To create these visualizations, we collected data by “scraping” it. Scraping is a technique that gathers large amounts of data from websites. In this case, we wrote a custom script in Python to get the data for each hashtag. The script collected information including the number of likes, number of comments, location, etc. for posts with each of the three lifestyle hashtags. The python script also collects data that human users can‘t see, like specific location information about where the post was published from.
We didn’t include posts without location information. We also didn’t include posts outside of the United States. We then standardized the city and state data. Then, we grouped the posts by city and by state, tallying the number of posts for each hashtag. This gave us our top locations.
And more details on the state and city level data:
On one hand, this is interesting data. California, in particular, stands out though this may not be that surprising given its size, good weather, and high housing prices. The rest of the top ten seem to match similar characteristics including scenic areas and good weather (New York and possibly Colorado winters excluded). The city level data compared to the state numbers provides some insights – major cities can account for a large percentage of tweets for a whole state – but there are not many cases in any particular city.
On the other hand, it is hard to know what exactly this Twitter data means. There are multiple issues: how many Americans are on Twitter or are active on Twitter and does this overlap with those who like and have tiny houses? Some of the tweets about tiny houses did not have location data – is the data missing at random or does it intersect with the patterns above? Does the #tinyliving hashtag capture the tiny house movement or a part of it?
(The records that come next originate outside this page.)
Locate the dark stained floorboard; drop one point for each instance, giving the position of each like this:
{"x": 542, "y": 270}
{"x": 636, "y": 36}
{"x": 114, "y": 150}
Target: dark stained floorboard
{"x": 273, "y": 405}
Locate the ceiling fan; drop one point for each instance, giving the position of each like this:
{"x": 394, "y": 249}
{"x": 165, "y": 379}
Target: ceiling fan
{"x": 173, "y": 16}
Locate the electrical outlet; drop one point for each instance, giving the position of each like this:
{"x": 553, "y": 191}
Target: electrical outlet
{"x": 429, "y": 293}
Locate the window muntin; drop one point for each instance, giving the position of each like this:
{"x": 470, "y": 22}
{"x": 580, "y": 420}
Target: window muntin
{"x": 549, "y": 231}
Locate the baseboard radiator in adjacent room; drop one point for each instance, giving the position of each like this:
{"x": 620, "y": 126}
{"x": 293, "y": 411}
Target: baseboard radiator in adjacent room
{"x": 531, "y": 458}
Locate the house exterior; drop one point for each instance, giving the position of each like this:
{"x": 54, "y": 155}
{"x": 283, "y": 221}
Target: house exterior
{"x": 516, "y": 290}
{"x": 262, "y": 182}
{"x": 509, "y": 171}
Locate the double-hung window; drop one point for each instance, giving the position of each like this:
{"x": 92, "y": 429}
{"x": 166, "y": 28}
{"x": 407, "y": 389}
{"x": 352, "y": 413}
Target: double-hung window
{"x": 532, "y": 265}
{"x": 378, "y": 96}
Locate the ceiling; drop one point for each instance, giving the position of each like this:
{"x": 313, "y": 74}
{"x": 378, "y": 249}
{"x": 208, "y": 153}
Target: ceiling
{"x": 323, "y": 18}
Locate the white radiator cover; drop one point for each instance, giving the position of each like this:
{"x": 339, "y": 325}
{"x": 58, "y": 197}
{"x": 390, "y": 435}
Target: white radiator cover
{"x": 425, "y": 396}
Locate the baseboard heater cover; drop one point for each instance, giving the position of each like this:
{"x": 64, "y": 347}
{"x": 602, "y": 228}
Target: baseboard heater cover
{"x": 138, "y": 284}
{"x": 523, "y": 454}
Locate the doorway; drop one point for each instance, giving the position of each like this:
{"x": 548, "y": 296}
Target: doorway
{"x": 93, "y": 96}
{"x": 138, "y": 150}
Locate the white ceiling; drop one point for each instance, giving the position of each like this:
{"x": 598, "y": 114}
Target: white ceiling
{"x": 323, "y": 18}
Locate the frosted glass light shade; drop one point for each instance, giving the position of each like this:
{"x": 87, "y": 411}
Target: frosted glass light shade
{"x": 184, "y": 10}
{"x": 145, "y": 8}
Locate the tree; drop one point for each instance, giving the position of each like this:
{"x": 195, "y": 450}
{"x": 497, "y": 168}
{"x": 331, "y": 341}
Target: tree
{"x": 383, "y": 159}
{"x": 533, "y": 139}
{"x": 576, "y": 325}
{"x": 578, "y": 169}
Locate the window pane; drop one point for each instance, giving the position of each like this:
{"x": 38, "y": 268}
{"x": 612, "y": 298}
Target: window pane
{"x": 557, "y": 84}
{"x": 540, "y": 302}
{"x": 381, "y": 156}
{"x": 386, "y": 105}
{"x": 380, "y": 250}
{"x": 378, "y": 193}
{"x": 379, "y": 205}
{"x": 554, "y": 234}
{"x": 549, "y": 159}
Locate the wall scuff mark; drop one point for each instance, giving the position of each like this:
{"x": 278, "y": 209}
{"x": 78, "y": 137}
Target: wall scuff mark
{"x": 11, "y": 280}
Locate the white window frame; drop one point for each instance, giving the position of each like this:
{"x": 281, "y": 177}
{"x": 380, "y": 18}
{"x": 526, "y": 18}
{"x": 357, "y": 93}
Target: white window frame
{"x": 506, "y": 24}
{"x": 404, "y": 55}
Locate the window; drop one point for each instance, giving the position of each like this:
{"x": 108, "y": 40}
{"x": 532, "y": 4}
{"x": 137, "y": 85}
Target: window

Because of these issues, I still do not have a better idea of whether the tiny house movement is sizable or not. Having some denominator would help; of the California tweets, how does this compare to the number of single-family homes or apartments in the state? Portland, Oregon leads the way with 695 cases but over 650,000 people live in the city. How do these tweet numbers compare to people tweeting about HGTV shows or single-family homes?
There is a lot that can be done here and making use of data publicly available on websites and social media is smart. Figuring out which questions can be asked and answered with such data and then collecting good data is a challenging and possibly rewarding task.